La centáuride se arrodilló a su lado, sosteniéndole
la cabeza encima de sus patas y acariciándole el pelo. El chico gemía entre
sueños.
Pronto llegaron al campamento cuatro centauros. Uno
de ellos traía, sobre su lomo, el cadáver de un ciervo. Rápidamente lo
destriparon, despellejaron y lo descuartizaron. Una gran porción del ciervo la
pusieron al fuego con un espetón. El sacerdote salió a recibirles y se acercó a
uno de los centauros, al padre del chico. Enseguida, los dos se perdieron
dentro de la tienda. Los demás centauros se enteraron de lo ocurrido por las
centáurides y los jóvenes.
Dentro de la tienda, el centauro se arrodilló al lado
de su pareja y la abrazó por el hombro. El vínculo familiar de los centauros es
extremadamente fuerte. Ahora que estaban juntos, la pareja no se separaría de
su hijo hasta que sanara o muriera. Los miembros de esta pequeña manada eran
comerciantes nómadas e iban de ciudad en ciudad ofreciendo sus mercancías y
servicios, pero, mientras durara esta situación, no levantarían el campamento,
se mantendrían al lado de los afligidos padres.
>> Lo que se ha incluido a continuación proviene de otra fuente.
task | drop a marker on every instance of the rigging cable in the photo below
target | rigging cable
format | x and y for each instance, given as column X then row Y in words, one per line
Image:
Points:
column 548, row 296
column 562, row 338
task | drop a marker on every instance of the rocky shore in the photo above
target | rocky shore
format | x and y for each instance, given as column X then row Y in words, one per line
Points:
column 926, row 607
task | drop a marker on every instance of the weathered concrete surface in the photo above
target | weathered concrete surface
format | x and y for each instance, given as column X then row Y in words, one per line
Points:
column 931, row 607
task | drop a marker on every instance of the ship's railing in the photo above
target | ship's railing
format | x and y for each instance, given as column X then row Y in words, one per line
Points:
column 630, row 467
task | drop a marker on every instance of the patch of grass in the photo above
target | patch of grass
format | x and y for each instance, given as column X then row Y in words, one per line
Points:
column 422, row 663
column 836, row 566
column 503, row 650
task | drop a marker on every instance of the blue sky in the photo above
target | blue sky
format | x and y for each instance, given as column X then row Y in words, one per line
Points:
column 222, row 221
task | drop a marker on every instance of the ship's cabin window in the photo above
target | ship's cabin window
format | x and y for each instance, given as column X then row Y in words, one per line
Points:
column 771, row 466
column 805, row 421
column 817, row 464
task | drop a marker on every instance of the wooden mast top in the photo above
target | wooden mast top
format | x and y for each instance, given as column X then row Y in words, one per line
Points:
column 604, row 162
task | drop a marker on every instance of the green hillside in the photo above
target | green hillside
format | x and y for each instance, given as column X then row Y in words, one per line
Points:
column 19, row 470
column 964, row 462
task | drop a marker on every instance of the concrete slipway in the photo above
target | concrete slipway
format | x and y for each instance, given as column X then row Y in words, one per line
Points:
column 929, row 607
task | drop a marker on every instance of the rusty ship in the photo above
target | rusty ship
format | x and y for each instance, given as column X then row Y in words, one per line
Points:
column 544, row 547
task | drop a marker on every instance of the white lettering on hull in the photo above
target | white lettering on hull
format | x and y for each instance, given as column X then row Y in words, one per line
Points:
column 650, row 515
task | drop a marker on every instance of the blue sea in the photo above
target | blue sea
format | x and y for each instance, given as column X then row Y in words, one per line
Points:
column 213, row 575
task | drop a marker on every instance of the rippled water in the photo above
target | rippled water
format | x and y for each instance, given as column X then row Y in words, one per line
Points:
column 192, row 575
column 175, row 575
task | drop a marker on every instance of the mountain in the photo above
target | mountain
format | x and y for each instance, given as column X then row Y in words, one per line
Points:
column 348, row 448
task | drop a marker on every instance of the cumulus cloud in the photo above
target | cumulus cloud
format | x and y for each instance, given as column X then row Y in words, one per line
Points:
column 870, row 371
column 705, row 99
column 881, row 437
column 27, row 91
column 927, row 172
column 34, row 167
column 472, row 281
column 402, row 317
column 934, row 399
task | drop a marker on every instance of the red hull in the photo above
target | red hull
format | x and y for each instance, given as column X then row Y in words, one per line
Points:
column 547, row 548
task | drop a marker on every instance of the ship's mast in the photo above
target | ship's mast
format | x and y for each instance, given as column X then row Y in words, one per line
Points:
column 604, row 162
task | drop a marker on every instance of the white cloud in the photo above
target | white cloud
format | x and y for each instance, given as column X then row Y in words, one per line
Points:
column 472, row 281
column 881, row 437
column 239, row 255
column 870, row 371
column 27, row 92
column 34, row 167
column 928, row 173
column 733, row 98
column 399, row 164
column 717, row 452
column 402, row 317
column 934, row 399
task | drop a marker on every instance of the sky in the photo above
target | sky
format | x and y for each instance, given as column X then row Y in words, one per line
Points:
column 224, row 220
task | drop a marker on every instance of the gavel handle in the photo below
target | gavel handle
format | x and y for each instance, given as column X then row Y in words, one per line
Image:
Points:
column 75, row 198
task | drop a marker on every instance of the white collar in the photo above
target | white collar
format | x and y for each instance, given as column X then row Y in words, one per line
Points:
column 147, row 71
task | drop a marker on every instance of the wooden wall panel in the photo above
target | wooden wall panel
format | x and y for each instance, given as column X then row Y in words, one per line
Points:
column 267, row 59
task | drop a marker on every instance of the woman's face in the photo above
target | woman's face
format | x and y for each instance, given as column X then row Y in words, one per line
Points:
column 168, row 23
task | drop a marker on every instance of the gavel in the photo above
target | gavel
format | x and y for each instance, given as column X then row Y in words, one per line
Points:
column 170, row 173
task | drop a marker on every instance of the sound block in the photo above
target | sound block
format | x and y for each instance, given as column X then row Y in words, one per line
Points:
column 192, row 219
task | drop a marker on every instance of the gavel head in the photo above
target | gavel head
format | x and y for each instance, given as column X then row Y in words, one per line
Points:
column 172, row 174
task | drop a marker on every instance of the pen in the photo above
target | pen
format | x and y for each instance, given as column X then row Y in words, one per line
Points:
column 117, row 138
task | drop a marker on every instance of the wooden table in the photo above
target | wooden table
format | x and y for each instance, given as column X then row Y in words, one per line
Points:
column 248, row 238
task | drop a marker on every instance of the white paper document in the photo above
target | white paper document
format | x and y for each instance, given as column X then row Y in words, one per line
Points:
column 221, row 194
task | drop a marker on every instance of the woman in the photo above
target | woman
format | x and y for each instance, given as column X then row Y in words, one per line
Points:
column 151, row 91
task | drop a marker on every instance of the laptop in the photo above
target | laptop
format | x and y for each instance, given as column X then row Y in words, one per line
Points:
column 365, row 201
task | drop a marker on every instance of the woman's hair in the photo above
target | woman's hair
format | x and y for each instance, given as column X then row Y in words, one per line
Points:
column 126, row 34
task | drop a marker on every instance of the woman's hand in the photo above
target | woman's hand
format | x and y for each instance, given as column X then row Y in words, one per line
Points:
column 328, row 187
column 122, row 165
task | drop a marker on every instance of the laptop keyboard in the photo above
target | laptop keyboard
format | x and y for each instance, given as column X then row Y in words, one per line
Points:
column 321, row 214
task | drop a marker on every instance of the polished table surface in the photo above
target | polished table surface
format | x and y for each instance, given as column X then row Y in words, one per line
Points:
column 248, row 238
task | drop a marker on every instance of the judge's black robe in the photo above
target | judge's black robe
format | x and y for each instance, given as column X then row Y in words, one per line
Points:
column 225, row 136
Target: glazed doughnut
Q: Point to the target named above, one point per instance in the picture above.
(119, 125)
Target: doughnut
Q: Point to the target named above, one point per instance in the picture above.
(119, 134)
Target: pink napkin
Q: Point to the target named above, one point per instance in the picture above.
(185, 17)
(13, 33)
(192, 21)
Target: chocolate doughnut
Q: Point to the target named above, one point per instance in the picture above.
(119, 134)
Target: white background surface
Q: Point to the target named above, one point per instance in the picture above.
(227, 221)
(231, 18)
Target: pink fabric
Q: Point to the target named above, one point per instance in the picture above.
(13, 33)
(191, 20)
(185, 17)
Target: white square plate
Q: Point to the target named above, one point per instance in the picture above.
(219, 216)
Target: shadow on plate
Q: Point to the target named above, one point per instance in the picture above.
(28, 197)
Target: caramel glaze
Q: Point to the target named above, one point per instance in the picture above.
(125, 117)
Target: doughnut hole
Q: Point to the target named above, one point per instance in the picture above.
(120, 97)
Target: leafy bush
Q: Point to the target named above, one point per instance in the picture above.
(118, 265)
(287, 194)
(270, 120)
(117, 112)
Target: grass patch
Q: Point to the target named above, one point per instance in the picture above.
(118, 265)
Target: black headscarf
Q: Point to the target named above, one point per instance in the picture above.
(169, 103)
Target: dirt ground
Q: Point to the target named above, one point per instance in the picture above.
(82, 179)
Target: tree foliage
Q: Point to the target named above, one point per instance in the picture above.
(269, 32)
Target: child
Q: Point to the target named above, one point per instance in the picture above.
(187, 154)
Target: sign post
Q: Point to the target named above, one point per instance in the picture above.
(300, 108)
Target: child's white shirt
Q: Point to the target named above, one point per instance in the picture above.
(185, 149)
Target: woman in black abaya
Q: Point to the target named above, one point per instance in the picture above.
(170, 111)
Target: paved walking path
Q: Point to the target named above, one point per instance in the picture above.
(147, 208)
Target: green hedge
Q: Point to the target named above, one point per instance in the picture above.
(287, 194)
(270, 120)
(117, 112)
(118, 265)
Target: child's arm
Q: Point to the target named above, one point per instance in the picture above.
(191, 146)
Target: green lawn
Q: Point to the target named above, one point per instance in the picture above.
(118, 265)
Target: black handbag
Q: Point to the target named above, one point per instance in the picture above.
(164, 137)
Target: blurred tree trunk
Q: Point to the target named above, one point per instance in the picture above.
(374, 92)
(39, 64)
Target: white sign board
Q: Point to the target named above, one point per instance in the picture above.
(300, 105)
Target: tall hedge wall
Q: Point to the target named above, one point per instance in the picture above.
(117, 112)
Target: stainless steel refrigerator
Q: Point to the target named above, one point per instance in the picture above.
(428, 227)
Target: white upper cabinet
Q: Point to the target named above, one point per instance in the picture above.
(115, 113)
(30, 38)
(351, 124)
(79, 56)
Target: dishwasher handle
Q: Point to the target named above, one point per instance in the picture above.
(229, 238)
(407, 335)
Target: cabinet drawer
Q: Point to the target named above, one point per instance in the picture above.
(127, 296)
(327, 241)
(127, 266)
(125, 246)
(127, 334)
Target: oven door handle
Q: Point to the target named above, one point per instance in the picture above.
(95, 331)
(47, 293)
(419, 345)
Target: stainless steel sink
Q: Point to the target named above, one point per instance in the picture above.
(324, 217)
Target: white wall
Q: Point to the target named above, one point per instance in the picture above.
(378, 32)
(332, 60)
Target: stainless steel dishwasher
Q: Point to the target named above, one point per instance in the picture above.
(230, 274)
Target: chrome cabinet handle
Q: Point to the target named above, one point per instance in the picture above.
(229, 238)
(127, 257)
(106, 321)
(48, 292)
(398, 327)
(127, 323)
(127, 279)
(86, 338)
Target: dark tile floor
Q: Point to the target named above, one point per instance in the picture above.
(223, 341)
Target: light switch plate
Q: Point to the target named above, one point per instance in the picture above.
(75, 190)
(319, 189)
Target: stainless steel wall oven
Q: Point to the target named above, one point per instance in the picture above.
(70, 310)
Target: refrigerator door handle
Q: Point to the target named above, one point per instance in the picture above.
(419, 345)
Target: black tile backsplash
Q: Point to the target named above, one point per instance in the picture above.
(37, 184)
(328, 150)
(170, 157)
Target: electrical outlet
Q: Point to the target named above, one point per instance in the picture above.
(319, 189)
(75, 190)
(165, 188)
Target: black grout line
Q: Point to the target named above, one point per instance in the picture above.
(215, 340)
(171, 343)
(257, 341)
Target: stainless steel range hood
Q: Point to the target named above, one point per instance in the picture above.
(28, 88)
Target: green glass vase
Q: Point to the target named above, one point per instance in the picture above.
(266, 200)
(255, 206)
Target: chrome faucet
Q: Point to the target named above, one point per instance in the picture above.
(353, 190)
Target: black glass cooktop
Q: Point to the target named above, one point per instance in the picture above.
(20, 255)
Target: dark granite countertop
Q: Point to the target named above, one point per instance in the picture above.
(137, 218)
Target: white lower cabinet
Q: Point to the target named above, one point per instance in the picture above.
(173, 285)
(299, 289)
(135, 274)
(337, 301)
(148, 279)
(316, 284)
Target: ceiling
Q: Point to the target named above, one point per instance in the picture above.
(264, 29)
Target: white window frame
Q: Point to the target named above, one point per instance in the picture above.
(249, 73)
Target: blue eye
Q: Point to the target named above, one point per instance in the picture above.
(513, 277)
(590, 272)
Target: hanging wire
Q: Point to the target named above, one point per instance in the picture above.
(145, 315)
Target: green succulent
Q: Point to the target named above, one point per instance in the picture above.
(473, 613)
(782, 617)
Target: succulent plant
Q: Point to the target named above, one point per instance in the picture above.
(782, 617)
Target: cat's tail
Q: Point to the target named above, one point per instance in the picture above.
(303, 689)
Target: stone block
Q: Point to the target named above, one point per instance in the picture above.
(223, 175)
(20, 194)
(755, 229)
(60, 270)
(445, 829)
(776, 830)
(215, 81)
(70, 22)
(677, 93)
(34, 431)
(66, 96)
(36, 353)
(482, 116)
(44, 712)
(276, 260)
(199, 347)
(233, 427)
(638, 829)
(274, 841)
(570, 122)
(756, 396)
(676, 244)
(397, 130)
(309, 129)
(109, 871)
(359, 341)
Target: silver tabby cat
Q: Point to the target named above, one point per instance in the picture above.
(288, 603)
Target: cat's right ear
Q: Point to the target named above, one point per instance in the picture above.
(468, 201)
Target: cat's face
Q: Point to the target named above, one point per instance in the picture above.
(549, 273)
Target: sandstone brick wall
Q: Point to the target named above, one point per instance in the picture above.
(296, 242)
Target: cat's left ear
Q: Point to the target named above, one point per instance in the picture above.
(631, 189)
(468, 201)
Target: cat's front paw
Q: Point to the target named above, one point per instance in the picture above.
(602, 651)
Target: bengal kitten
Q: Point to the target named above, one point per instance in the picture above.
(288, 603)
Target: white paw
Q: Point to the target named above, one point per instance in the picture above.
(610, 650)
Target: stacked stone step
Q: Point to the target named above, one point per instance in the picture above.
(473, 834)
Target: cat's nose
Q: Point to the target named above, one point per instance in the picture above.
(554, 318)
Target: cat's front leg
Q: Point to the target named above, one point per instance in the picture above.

De debajo de la cataplasma salía un hedor
desagradable. El sacerdote se la quitó y el olor se hizo más penetrante. La
madre le secó las perlas de sudor de la frente. El chico tiritaba, los ojos se
movían en todas direcciones sin pararse en nada y tenía espasmos en la pata. La
herida estaba inflamada y supuraba un pus amarillo pajizo.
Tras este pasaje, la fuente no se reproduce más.